Les yeux de l’homme sont maintenant d’un gris foncé tandis que ses doigts s’allient et se séparent pour des enfoncements précis. Elle essaie de ne pas crier mais quand elle le fait, c’est de plaisir.

Tard dans la nuit, de nouveau vêtue de sa robe noire et enveloppée dans sa cape, elle repart à la fois mal à l’aise de quitter cet univers et cet homme hiératique et heureuse de s’être donnée.

Elle dort peu et travaille sans état d’âme. Au soir, il l’appelle et pose des demandes : quatre semaines durant, elle devra créer et lui faire parvenir des bouquets inventifs obéissant à des thèmes par lui donnés ; elle devra également, pendant ce même temps, s’astreindre à manger comme il le lui indiquera, lui suggérant des assemblages qu’elle aura pour consignes de trouver bons. En dernier lieu, elle respectera des horaires d’appels téléphoniques où elle le joindra pour recevoir des instructions.

De cet amalgame, Laure ne sait d’abord que penser mais sa nature conciliante la fait obéir de sorte que le mois étant échu, il la félicite sans excès, tout en reconnaissant que son obéissance a été scrupuleuse. Les bouquets, envoyés à intervalles réguliers, ont respecté les consignes de sobriété ou de démesure fixées au fur à mesure. Aucune plainte n’a été émise sur l’étrange régime alimentaire qu’il lui a fait subir, la faisant manger trop ou trop peu. Ainsi a-t-elle plutôt bien réussi cette première phase.

La suivante, il le lui annonce, est plus sévère puisqu’il s’agit maintenant de se vêtir comme demandé et d’adopter certaines attitudes. Ainsi  délaisse- t’-elle les pantalons pour les jupes et les robes et les corsages informes pour des chemisiers ou des pulls ajustés. De même, elle écarte les chaussures de sport qu’elle porte parfois et les robustes chaussures de ville que recommande l’hiver pour leur préférer des sandales découpées et, le soir, des escarpins. Ce changement vestimentaire associé à des pratiques alimentaires nouvelles frappe l’entourage d’amies de la jeune fille d’autant plus vivement qu’elle ne donne suite à aucune de leurs questions. Un jour vêtue de noir et étrangement couverte de bijoux, Laure ne boit que du thé. Le lendemain, enveloppée dans des lainages gris et rose, elle a une faim de loup et se gave de viande rouge. Elle est nettement plus jolie qu’avant, cela est notable, mais elle devient étrange, offrant souvent un visage délicatement fardé mais  à l’expression énigmatique.

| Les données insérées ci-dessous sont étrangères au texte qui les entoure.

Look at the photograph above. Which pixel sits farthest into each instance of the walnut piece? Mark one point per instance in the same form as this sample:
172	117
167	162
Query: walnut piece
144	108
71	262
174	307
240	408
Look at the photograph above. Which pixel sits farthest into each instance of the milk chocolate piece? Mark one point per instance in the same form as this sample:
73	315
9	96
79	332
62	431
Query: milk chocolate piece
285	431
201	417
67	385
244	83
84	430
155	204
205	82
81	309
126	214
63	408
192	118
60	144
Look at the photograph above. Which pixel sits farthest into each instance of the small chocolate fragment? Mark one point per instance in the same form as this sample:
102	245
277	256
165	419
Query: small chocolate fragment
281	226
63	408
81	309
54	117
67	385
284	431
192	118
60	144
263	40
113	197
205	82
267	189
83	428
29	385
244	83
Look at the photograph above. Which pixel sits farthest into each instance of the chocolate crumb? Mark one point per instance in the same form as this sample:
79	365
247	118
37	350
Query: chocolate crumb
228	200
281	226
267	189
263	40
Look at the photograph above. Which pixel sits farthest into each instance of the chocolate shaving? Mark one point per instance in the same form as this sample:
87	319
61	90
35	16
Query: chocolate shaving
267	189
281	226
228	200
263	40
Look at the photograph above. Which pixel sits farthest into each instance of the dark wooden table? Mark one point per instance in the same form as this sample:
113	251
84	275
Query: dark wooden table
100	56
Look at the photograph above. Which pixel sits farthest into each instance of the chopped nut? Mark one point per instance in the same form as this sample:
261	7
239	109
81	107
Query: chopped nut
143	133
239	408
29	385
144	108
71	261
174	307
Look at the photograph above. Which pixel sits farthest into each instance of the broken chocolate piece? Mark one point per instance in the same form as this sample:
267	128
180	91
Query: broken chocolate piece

Laure, au début, passe par des phases où elle veut encore plaire à son entourage. Le masque qu’elle s’impose tombe, alors, et elle est presque au point d’avouer que sa transformation a de quoi inquiéter ; mais, au fil du temps, le détachement vient. Que ses amies constatent qu’elle ne mange rien deux jours de suite ou se promène nue chez elle des heures durant finit par l’indifférer.

C’est l’obéissance qui est importante, pas l’incompréhension de ces jeunes filles dont elle se détache. Alors, comme il le lui demande, elle reste souvent dénudée, immobile et frémissante dans son petit logement mal chauffé, ne voyant là rien à redire et se gorgeant de la plus merveilleuse des sensations : l’appartenance.

De même, lorsqu’elle entoure sa cheville droite d’une petite chaîne, elle est émue de cette étape nouvelle de son initiation. Elle devra porte sans cesse le petit talisman et s’y emploie.

Enfin, elle s’essaie à l’intromission d’objets sexuels, rituel qui la choque d’abord avant de la rendre exaltée. Hubert Valentin lui dit qu’elle doit se préparer à lui et elle, volontaire et émue, prend au pied de la lettre ses enfoncements d’objets dans ses orifices. Gênée d’abord, elle s’habitue et va même jusqu’à travailler sa chatte et son anus des heures durant. Enfin, elle se pince les seins car il l’exige et lui fait raconter ce qu’elle ressent, ce qu’elle fait au début en se plaignant car les objets fournis par l’antiquaire lui compriment si fortement les tétons qu’elle a du mal à tenir le temps imparti.

Les semaines passant, elle tient en tout.